Cal bends over a desk, knuckles pressed against the flat of the wood. His armor piles in a heap in the corner, plates of black leather discarded to show the muscled hulk of the young man beneath. Sweat plasters black hair to his forehead and paints glistening lines of exertion down his neck. Not from heat, though his ability warms the room better than any fire. No, this is fear. Shame. I wonder how many Silvers he was forced to kill. Not enough, part of me whispers. Still, the sight of him, the horrors of the siege plainly written on his face, gives even me enough reason to pause. I know this is not easy. It can’t be.
He stares at nothing, bronze eyes boring holes. He doesn’t move when I enter the room, trailing behind Farley. She goes to the Colonel, sitting across from him, one hand on his temple, the other smoothing a map or schematic of some kind.

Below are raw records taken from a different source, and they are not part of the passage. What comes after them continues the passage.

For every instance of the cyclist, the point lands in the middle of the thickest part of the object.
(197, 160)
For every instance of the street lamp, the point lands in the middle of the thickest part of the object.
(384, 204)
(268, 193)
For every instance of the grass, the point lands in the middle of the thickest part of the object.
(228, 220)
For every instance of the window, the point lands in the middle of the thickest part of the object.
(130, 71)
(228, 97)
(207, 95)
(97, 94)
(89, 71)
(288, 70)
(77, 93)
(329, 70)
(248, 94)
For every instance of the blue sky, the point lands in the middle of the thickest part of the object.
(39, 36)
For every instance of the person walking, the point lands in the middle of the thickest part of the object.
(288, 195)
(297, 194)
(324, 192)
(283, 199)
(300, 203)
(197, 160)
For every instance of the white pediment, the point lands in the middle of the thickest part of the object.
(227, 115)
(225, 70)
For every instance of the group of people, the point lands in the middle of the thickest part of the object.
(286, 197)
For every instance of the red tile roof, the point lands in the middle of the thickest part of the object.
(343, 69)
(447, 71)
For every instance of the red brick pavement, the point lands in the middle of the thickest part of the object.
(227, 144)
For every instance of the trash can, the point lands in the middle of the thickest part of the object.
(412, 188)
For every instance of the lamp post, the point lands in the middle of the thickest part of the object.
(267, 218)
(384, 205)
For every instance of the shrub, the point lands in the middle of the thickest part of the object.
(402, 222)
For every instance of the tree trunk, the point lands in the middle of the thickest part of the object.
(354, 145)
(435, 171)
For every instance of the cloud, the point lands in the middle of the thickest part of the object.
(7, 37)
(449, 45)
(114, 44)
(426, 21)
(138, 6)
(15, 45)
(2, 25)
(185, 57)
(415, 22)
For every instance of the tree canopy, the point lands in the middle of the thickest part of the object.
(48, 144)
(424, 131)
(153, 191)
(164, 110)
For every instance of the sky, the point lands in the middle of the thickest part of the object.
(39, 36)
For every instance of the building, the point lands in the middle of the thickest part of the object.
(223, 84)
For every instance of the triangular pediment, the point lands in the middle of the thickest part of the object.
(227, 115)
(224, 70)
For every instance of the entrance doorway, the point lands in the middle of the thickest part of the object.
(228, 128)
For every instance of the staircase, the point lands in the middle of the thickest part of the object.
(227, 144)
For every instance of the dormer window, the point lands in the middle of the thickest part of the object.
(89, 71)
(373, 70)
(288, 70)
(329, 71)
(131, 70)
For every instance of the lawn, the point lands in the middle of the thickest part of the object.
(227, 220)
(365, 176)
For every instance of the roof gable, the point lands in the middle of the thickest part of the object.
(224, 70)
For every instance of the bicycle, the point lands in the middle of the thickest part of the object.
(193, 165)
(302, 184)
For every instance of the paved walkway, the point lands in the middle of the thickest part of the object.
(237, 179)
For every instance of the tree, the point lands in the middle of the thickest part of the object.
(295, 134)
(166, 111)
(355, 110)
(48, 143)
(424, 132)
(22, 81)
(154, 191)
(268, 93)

Probably Corvium, judging by the octagonal shape and expanding rings that must be walls.
I feel Ada at my back, hesitant to join us. I have to give her a nudge. She’s better at this than anyone, her exquisite brain a gift to the Scarlet Guard. But a maid’s training is hard to break.
“Go on,” I murmur, putting a hand on her wrist. Her skin isn’t as dark as mine, but in the shadows we all start to blend together.
She gives me a tiny nod and an even tinier smile. “Which ring are they in? Central?”
“Core tower,” the Colonel replies. He raps the corresponding place on the map. “Well fortified, even at the subterranean levels. Learned that the hard way.”
Ada sighs. “Yes, the core is built for something like this. A final stand, well armed and provisioned. Sealed twice over. And stuffed to the brim with fifty trained Silvers. With the bottleneck, there might as well be five times that number in there.”
“Like spiders in a hole,” I mutter.
The Colonel scoffs. “Maybe they’ll start to eat each other.”
Cal’s wince does not go unnoticed. “Not while a common enemy hammers at the door. Nothing unites Silvers so much as someone to hate.” He doesn’t look up from the desk, keeping his eyes fixed on the wood. The meaning is clear. “Especially now that everyone knows the king is near.” His face darkens, a storm cloud. “They can wait.”
With a low growl, Farley finishes the thought for him. “And we can’t.”
“If ordered, the legions of the Choke can hard march back here in a day’s time. Less if . . . motivated.” Ada wavers over the last word. She doesn’t need to elaborate. I can already see my brother, technically freed by Maven’s new laws, being driven on by Silver officers, forced to run through the snow. Only to throw himself against his own.
“Surely the Reds would join us,” I say, thinking aloud, if only to combat the images in my head. “Let Maven send his armies. It will only bolster ours. The soldiers will turn like the ones here did.”